To: jlallen who wrote (20087)6/4/2000 11:58:00 AM
From: chalu2  Read Replies (1) | Respond to of 769667
 
Oh, but counselor, I'm afraid you did not read carefully!!!!! You made certain incorrect assumptions. LOL

The article was about the legacies left by native New Yorkers who became prominent in politics. The references were to Theodore Roosevelt and former New York Mayor, Governor, Senator and presidential candidate DeWitt Clinton.

Some info on the latter:

dewitt clinton
governor of new york

biography
A lawyer and statesman, DeWitt Clinton was born in Little Britain, New York, and as such was educated at Columbia College. Three years after graduating form his college in 1786, Clinton was admitted to the bar, became secretary to his uncle, George Clinton, who was the governor of New York. Soon after, he became a member of the Anti-Federalist party.

He was a member of the New York state legislature from 1797 until 1802, when he became a member of the U.S. Senate. However, he later resigned in 1803 in order to serve as mayor of New York City, and thus he served in that capacity with two brief interruptions until 1815.

In 1812, he ran unsuccessfully for the U.S. presidency against James Madison. One of Clinton?s most lasting accomplishments as a leader in civic and state affairs was the establishment of the New York public school system; actively interested in all scientific and social questions, he encouraged steam navigation, modified the laws governing criminals and debtors, and advocated the building of the Erie Canal.

On the strength of the canal question, which he had made a political issue, Clinton was elected as governor of New York, serving from 1817 to 1823. In the first year of his third term, he opened the canal at Rome, New York for navigation.

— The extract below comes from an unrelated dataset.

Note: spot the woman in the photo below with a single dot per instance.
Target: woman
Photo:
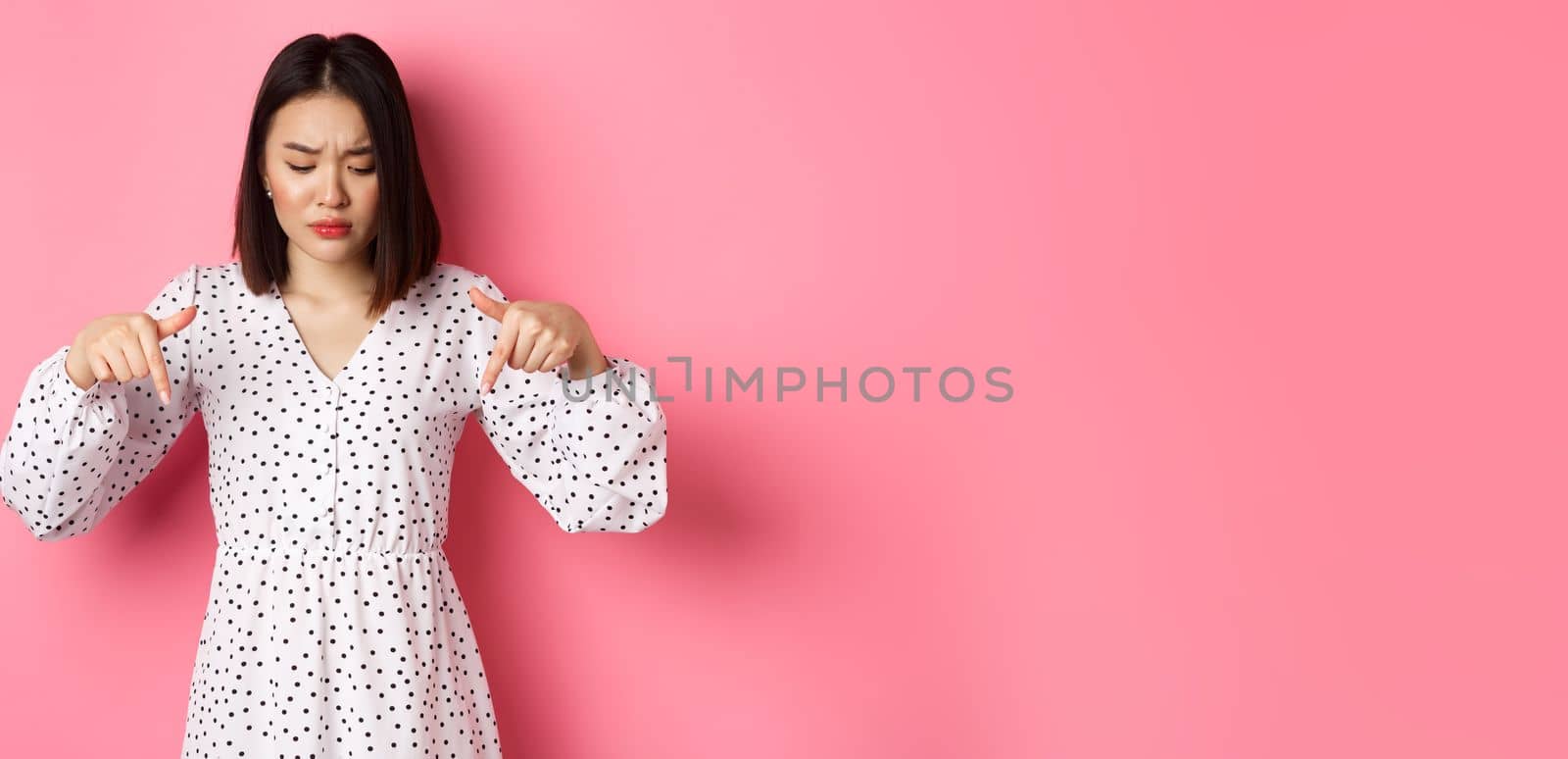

To: jlallen who wrote (20087)6/5/2000 10:54:00 AM
From: Alexandermf  Read Replies (2) | Respond to of 769667
 
JLA. On the issue of Roosevelt, you better talk to the
elderly who worked in the CCC camps, WPA program etc. I
vaguely remember the ladies in my neighborhood making mattresses, and the men working on the roadside. I am just
a bit too young to remember the Depression of 29' and I
was a little barefoot hillbilly' gal in that time warp'
however my 103 year old Mother who is a staunch Republican and still believes Nixon was innocent;-) has many stories of
her work in the Village Store and my deceased fathers help
in keeping the Neighborhood fed, She has no complaints about Roosevelt, except he was not a Republican ;-) History cannot be revised by those who were not there, can it?????